The city of Santa Rosa has pursued an alternative course, using its COPE program ­— short for Citizens Organized to Prepare for Emergencies — to help neighborhoods coordinate disaster preparedness and planning. Part of the process may involve identifying residents’ expertise, equipment and resources that may be useful after a catastrophe, though there is no particular training or certification involved.

The system is set up to give neighborhood volunteers full control, so they are self-reliant and can operate independently of city representatives, said Assistant Santa Rosa Fire Marshal Paul Loewenthal, who coordinates community outreach for the COPE program.

“It’s training residents to basically interact with their neighborhood and figure out what their needs are, figure out how to support one another, and it can be as extensive or as elaborate as they like,” Loewenthal said.

Despite the urging of state and federal emergency officials and frequent reminders of the region’s vulnerability to wildfires, quakes and floods, the CERT movement has found limited success in Sonoma County. Fledgling movements elsewhere in the county have fizzled out.

“It’s been hard work,” said Stout, a retired interior decorator and one-time biology teacher. “I will be the first to tell you that.”

Stout and her late husband got involved in what was then a well-established disaster preparedness effort in the Bodega Harbour subdivision a decade ago, but believed strongly it needed to encompass the larger Bodega Bay community.

Motivation comes, in part, from the remoteness of the coastal hamlet, which lies atop the San Andreas Fault, according to Stout and board member Patty Ginochio. The community is likely to be cut off in the event of an earthquake, with residents and tourists at risk.

The Bodega Bay CERT is heavily focused on ensuring its members are able to communicate via ham radio, often the last working mode of communication in the wake of catastrophe. The team has more than 60 licensed ham radio operators, many of whom gather weekly to practice.

In Bodega Bay, CERT participants also help residents assemble “go bags” and disaster preparedness kits for home and car, selling starter kits to those who need a push.

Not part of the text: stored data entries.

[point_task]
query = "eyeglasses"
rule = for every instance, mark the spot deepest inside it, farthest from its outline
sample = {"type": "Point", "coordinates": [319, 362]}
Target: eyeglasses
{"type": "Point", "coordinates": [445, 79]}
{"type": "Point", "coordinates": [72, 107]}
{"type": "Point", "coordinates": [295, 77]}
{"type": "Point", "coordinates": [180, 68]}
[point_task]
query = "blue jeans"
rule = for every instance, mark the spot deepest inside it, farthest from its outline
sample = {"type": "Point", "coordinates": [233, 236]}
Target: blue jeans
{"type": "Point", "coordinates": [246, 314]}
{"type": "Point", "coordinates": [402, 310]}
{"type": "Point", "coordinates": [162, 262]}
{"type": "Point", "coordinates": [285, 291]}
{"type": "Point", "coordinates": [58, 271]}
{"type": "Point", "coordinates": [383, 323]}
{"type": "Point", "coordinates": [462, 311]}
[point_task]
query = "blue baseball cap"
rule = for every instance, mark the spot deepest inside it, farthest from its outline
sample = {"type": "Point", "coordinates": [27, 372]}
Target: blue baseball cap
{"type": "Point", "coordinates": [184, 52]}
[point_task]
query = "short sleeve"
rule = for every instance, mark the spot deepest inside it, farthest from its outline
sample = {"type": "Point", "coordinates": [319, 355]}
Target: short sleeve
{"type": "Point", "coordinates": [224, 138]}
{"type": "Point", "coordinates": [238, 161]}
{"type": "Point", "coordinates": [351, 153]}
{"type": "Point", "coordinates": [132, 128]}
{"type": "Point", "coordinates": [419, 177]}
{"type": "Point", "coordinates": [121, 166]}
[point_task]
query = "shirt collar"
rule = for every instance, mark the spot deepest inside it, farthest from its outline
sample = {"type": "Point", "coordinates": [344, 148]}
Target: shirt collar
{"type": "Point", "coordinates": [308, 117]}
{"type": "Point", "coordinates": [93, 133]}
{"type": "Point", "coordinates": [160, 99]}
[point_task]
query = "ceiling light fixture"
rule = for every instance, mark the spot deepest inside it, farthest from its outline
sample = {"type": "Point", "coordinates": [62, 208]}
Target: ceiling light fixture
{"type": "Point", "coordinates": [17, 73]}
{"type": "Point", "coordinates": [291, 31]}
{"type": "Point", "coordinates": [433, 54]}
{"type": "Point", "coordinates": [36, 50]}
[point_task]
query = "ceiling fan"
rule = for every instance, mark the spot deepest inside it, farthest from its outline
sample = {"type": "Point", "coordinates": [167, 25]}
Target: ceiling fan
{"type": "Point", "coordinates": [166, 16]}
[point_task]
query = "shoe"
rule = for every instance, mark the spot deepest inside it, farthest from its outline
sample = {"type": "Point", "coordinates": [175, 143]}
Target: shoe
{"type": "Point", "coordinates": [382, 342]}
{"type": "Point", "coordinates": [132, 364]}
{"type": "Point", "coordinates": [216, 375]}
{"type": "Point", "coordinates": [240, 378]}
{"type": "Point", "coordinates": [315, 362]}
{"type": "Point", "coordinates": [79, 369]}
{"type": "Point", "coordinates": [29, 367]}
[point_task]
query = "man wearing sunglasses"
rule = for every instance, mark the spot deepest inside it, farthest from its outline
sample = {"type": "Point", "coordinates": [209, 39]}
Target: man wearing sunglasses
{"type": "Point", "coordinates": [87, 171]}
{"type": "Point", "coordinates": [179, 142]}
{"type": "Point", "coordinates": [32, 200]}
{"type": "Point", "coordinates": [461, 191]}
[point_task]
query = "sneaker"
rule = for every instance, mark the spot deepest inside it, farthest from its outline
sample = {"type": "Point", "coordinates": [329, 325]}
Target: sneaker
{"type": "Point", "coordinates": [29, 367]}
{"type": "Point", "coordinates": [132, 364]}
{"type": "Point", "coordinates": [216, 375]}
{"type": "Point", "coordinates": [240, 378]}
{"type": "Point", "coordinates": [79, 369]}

Aligned with the Bodega Bay Fire Protection District as its government sponsor, the organization has eight supply sheds strategically staged in neighborhoods, storing everything from stretchers to emergency generators. It also raised enough money a few years ago to buy a Red Cross trailer filled with emergency equipment and arrange training necessary to set up a Red Cross shelter.

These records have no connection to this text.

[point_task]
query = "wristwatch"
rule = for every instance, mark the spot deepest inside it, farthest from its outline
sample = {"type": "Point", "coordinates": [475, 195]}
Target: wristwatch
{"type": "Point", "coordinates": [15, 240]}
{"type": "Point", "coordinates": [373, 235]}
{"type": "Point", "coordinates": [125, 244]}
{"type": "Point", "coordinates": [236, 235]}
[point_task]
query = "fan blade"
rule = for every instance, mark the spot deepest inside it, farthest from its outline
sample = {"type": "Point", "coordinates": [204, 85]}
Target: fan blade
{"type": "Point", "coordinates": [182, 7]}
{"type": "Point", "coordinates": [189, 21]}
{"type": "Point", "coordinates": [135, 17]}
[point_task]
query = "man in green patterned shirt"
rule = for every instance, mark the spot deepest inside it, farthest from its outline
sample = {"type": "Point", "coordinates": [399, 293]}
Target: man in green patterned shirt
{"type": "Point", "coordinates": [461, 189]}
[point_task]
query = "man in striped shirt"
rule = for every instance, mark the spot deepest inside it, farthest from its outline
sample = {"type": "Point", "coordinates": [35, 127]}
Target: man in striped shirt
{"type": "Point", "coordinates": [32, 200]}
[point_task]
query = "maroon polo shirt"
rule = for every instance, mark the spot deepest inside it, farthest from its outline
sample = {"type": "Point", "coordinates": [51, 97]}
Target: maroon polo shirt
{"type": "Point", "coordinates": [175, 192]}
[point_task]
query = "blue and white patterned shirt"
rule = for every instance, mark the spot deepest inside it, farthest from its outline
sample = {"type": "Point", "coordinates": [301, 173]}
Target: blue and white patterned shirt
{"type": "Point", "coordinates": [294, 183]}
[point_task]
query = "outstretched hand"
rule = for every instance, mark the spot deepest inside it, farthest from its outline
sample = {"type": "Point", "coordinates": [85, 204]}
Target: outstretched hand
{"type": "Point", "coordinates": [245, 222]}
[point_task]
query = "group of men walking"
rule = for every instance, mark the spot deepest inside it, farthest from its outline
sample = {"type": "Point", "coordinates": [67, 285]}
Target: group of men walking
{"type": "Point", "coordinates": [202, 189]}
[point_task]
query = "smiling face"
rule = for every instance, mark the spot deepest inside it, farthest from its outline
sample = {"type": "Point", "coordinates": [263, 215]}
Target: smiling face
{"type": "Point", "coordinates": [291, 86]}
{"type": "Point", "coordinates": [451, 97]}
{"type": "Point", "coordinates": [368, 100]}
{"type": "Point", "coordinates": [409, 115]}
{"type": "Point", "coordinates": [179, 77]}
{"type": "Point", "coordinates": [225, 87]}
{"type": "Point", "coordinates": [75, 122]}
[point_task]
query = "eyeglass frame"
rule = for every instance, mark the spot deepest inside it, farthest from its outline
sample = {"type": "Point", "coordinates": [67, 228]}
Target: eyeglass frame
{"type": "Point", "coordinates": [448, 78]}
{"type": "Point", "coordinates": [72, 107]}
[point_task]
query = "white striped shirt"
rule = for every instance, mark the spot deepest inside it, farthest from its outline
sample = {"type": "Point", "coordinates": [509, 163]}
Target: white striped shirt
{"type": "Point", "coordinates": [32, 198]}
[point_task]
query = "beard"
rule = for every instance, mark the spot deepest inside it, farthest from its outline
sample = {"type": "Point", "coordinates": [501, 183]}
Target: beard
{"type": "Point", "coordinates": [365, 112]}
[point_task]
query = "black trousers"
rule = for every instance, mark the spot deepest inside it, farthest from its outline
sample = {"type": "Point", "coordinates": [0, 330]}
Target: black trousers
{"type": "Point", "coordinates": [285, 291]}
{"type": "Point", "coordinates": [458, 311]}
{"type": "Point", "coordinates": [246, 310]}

“We first tell everybody that they need to be personally prepared not to expect that somebody’s going to be able to take care of them,” Ginochio said.

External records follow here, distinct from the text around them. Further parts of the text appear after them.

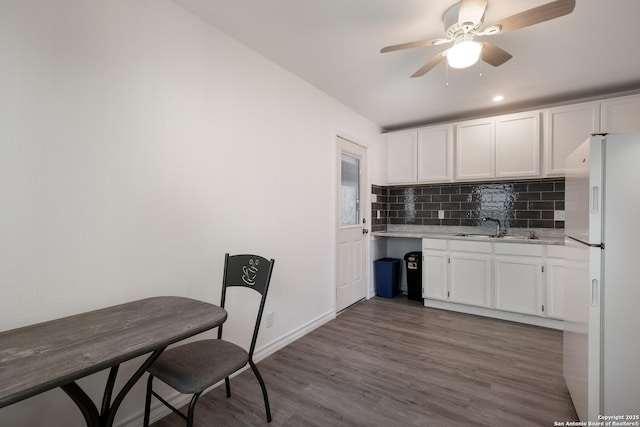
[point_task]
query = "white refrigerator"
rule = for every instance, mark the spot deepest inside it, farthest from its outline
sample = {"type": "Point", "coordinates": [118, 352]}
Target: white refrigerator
{"type": "Point", "coordinates": [602, 282]}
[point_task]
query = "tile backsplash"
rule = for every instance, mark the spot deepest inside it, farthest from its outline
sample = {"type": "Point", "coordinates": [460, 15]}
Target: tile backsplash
{"type": "Point", "coordinates": [520, 204]}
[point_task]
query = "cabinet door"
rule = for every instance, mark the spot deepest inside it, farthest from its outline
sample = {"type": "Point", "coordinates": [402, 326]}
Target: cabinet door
{"type": "Point", "coordinates": [566, 128]}
{"type": "Point", "coordinates": [435, 154]}
{"type": "Point", "coordinates": [434, 274]}
{"type": "Point", "coordinates": [518, 145]}
{"type": "Point", "coordinates": [475, 151]}
{"type": "Point", "coordinates": [518, 284]}
{"type": "Point", "coordinates": [554, 284]}
{"type": "Point", "coordinates": [470, 279]}
{"type": "Point", "coordinates": [402, 151]}
{"type": "Point", "coordinates": [621, 114]}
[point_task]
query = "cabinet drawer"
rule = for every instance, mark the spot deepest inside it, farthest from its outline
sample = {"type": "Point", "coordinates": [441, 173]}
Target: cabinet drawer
{"type": "Point", "coordinates": [464, 246]}
{"type": "Point", "coordinates": [524, 249]}
{"type": "Point", "coordinates": [438, 244]}
{"type": "Point", "coordinates": [555, 251]}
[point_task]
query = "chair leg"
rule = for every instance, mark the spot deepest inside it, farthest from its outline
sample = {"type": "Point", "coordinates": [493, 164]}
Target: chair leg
{"type": "Point", "coordinates": [192, 408]}
{"type": "Point", "coordinates": [147, 402]}
{"type": "Point", "coordinates": [264, 389]}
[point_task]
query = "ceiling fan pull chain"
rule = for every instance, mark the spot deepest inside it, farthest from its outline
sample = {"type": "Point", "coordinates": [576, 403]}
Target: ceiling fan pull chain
{"type": "Point", "coordinates": [446, 75]}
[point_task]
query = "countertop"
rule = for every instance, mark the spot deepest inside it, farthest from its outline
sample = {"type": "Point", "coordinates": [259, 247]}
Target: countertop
{"type": "Point", "coordinates": [482, 234]}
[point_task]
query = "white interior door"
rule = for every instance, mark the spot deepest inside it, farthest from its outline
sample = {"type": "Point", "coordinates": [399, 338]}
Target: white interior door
{"type": "Point", "coordinates": [351, 281]}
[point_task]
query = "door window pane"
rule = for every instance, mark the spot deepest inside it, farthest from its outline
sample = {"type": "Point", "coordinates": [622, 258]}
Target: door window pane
{"type": "Point", "coordinates": [350, 185]}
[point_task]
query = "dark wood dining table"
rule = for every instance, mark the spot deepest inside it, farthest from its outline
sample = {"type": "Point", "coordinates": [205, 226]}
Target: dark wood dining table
{"type": "Point", "coordinates": [43, 356]}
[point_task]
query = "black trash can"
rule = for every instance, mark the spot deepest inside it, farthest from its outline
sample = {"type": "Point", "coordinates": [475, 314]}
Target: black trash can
{"type": "Point", "coordinates": [387, 271]}
{"type": "Point", "coordinates": [413, 262]}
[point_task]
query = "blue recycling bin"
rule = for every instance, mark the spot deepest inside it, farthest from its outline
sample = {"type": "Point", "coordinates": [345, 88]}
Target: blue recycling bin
{"type": "Point", "coordinates": [387, 272]}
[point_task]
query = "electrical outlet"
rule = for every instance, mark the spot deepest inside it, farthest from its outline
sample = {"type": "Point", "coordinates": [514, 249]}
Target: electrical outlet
{"type": "Point", "coordinates": [268, 318]}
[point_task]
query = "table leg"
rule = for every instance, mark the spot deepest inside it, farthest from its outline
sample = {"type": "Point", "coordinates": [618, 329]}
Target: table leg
{"type": "Point", "coordinates": [108, 416]}
{"type": "Point", "coordinates": [86, 405]}
{"type": "Point", "coordinates": [105, 419]}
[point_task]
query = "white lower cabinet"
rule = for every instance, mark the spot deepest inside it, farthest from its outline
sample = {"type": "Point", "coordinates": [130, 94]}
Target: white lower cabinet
{"type": "Point", "coordinates": [516, 277]}
{"type": "Point", "coordinates": [434, 274]}
{"type": "Point", "coordinates": [470, 279]}
{"type": "Point", "coordinates": [554, 281]}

In an era of declining volunteerism, there is no shortage of challenges to launch and maintain an organization dependent on strong grassroots support and enthusiastic leadership, Sonoma County Emergency Coordinator Zach Hamill said.

Federal preparedness grants available in the wake of the Sept. 11, 2001, terror attacks funded training sessions for a few dozen people in Sonoma and Napa counties, leading to several new CERT programs around the region in Petaluma, Sebastopol, Timber Cove and elsewhere. Most have struggled and been abandoned, Hamill said.

“Unless you have a strong community leader/volunteer who wants to do CERT and gets the community energized and organized about it, it doesn’t seem to pan out well,” he said.

CERT training includes fundamentals like turning off gas service and other utilities when disaster strikes; diagnosis and treatment of an obstructed airway, bleeding or shock; and practice using lumber and blocks to raise or move debris that’s fallen on someone. Participants also learn proper use of a fire extinguisher, and how to assess a fire to determine whether it’s still small enough to douse with on-hand supplies.

There’s also emphasis on learning to recognize one’s limitations.

“It is hazard identification,” Hamill said. “Do you see electrical lines arcing or do you smell gas? Is the building creaking and shifting and moving? Identifying some of that so that you can stay safe.”